Ermeniler neredeyse toplumsal tarihlerinin son yüzyılını Türklük ve Türkiye aleyhine propaganda ve karalama ile geçirmişlerdir. Bu propagandanın odak noktasını onların 1915 Tehciri ile Türkler tarafından mağdur edildikleri, büyük haksızlıklara uğratıldıkları tezi oluşturmaktadır. Bu iddiaların hem Türk hem de dünya kamuoyunda objektif olarak tartışılması ve tarihi gerçeklere göre bir kanaate varılması en büyük dileğimdir. Elinizdeki bu eserin de böyle bir tartışmada önemli bir veri olacağını düşünüyorum. Bu eseri çevirerek 40 yaşından sonra anavatan Türkiye’ye kavuşan bir Ahıska Türkü olarak ben de üzerime düşeni asgari ölçüde olsa da yapmak istedim.

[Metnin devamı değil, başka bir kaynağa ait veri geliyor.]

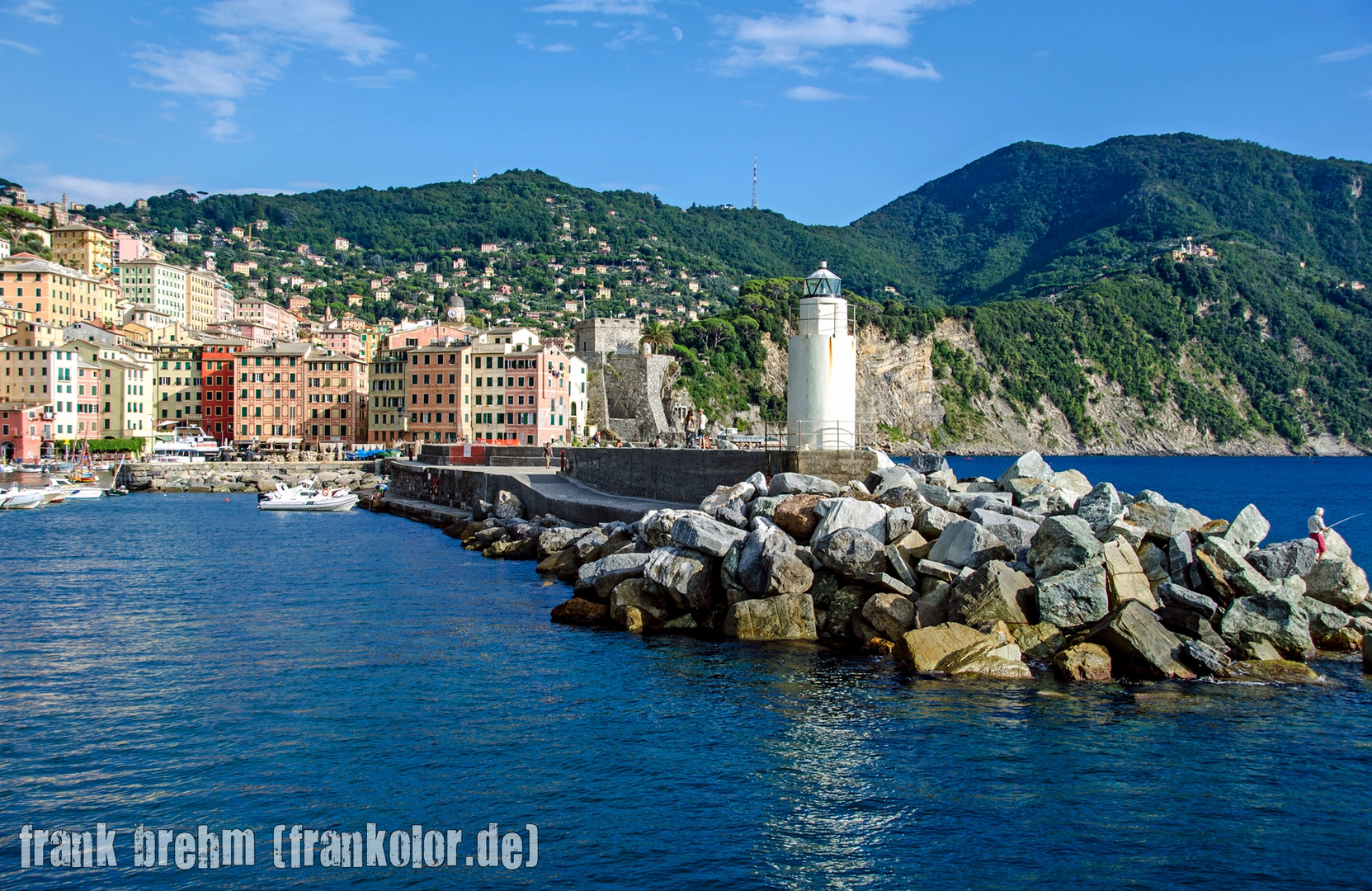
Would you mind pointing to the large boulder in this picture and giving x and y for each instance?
(578, 611)
(1139, 644)
(964, 543)
(1285, 559)
(770, 564)
(558, 539)
(1237, 570)
(705, 535)
(684, 574)
(1073, 599)
(924, 648)
(798, 515)
(604, 574)
(1082, 662)
(1162, 521)
(1063, 544)
(1179, 597)
(851, 552)
(1125, 576)
(785, 617)
(1028, 464)
(891, 614)
(993, 593)
(988, 658)
(851, 514)
(1247, 530)
(651, 605)
(1337, 581)
(802, 485)
(733, 497)
(508, 507)
(1279, 621)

Okuyucu bu eserde ne bulacaktır? Yazar Vasili Lvovich Velichko 1860’ta doğmuş Tiflis’te yaşayan ama bütün Kafkasya’yı dolaşan ve iyi bilen bir gazeteci ve yazardır. Dünya görüşü olarak Çarlık ideolojisini sıkı sıkıya savunan, yaşadığı dönemde sosyalist ideoloji aleyhtarı muhafazakâr bir Rus aydınıdır. Yazarın bu hatıra kitabında Kafkasya’da Rus yönetiminin yaşadığı zaaflara, Ermenilerin yönetimi dolaylı olarak ele geçirmelerinden duyduğu kaygıların açık izleri görülür. Bu kitabın yayınlanması yazarın 1903’te ölümünün hemen ertesinde yakını M. D. Muretova’nın editörlüğünde gerçekleşmiştir.
Eser Velichko’nun yaşadığı zamanın siyasi gelişmelerine ilişkin gözlem ve görüşlerini içeren bir hatıra kitabıdır. Kitaba bir bütün olarak baktığımızda Ermeniler’ in Kafkasya’da Türklere karşı yürüttükleri karalama propagandasının Tehcirden çok önce başlatılan profesyonel bir strateji olduğu kolayca anlaşılacaktır. Eserin 1904’te yayınlandığına okuyucunun dikkatini çekmek isterim: Henüz 1915’e gelinmiş değildir. Ama Ermeniler bütün Kafkasya’da Türkleri ezeli düşman addetmekteydiler. Bu eserde Karabağ ve Ahıska’nın güney kesiminde Ermenilerin izledikleri nüfus stratejileri, yöneticilere karşı izledikleri şantaj politikaları örneklendirilerek açıklanmaktadır. Hınçak örgütünün sıradan Ermeni halkını kendi siyasi emelleri için esir alması, basının kendilerine karşı çıkan herkes aleyhine bir tehdit aracı olarak kullanılması da çarpıcı bir şekilde ortaya konmaktadır. Yazarın bu konudaki tespitleri onun Ermenilerce düşman olarak ilan edilmesi için yeterli olmuştur.
Eserde Kafkasya Müslümanları, Azerbaycan Türkleri ve Anadolu Türkleri arasındaki bütünlüğe yapılan vurgu, Kafkas halklarının kökeni, o dönemdeki etnik tablo ve Rusların Petro zamanından beri yürüttükleri Büyük Rusya emperyalizmi emellerinin bir Rus yazar tarafından içtenlikle savunusu da yer almaktadır.
Ermenilerin yürüttükleri çarpıtma ve propagandaları çok önceden bildikleri ve uyguladıklarını bu eserde açıkça görmek mümkündür. Bazen propaganda gerçeği esir alır. Ermeniler de bunu yapmaktadırlar. Benim amacım ise sadece gerçeklerin doğru şekilde anlaşılmasıdır.
Çevirinin Türk gençlerinin Kafkasya tarihi, etnik yapısı ve Ermenilerin yüzyılı fazlasıyla aşan izledikleri stratejinin temel hedeflerini anlamalarına katkıda bulunacağına inanıyorum. Gençlerimiz yakın tarihimizi çok iyi bilmelidirler ki geleceğimizden emin olalım.
Eserin aslına tümüyle sadık kalmaya özen gösterdim. Ermenileri daha yakından tanımak için Rusça kaleme alınan çok sayıda önemli eserin Türkçe’ye kazandırılmasına büyük ihtiyaç bulunduğunu düşünüyorum. Bu çevirinin Türk okuru ile buluşmasını sağlayan Astana Yayınlarına ve Adalet KAHVECİOĞLU hanımefendiye bilhassa teşekkür ediyorum.